Modernizing America's electric grid has been a priority for the Obama administration since taking office in 2009. As part of its Recovery Act, the federal government dispersed $4.5 billion to the development a smart grid which can handle two-way energy flow as well as synchronize intermittent energy with baseload power.
Today, the government announced that more than five million smart meters have been installed since 2009. Alongside this achievement, the administration announced a host of new programs and initiatives [pdf] to develop what Energy Secretary Steven Chu calls a "21st century electric grid."
The new programs are highlighted by $250 million in loans for smart-grid technology deployment. This money will be allocated to projects which focus on upgrading the electric grid in rural areas.
A key ingredient to the smart grid is increasing energy efficiency. So, the government has announced a host commitments to improve consumers' access to their energy information. Grid 21 is a private sector initiative that will promote consumer-friendly innovations, while maintaining individual privacy.
As part of today's announcement, Secretary Chu took time to explain that the development of a smart grid is another area where the United States is falling behind China and other areas of the world. "Today, China has the highest voltage and capacity transmission lines. Ireland and Spain have a grid system that efficiently integrates large percentages of wind onto the power grid. We can't let the rest of the world pass us by."

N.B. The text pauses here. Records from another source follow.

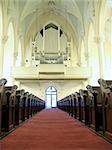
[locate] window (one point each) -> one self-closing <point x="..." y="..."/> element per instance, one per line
<point x="51" y="97"/>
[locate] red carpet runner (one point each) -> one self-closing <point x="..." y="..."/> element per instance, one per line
<point x="53" y="129"/>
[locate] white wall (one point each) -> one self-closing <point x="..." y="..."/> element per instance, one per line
<point x="64" y="87"/>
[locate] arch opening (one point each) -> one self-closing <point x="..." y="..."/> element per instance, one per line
<point x="51" y="97"/>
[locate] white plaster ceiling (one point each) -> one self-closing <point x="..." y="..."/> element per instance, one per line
<point x="29" y="15"/>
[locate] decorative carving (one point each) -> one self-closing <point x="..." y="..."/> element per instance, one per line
<point x="4" y="39"/>
<point x="3" y="81"/>
<point x="107" y="92"/>
<point x="14" y="88"/>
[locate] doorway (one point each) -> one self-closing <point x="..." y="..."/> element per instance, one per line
<point x="51" y="97"/>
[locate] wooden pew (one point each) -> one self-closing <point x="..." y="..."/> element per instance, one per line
<point x="84" y="106"/>
<point x="2" y="89"/>
<point x="95" y="108"/>
<point x="22" y="107"/>
<point x="106" y="91"/>
<point x="8" y="108"/>
<point x="74" y="105"/>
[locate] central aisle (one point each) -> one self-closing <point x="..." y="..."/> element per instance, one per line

The Edison Electric Institute, the industry association for shareholder-owned electric companies, states that utilities are planning to double their investment in smart grid technology. According to EEI, utilities invested $58 billion in the nation's electric grid between 2000 and 2008. Between 2009 and 2013, utilities expect to spend $54 billion. A recent study conducted by the Brattle Group says that in order to modernize the grid, roughly $240 billion to $320 billion will have to be invested into the electric transmission system over the next 20 years.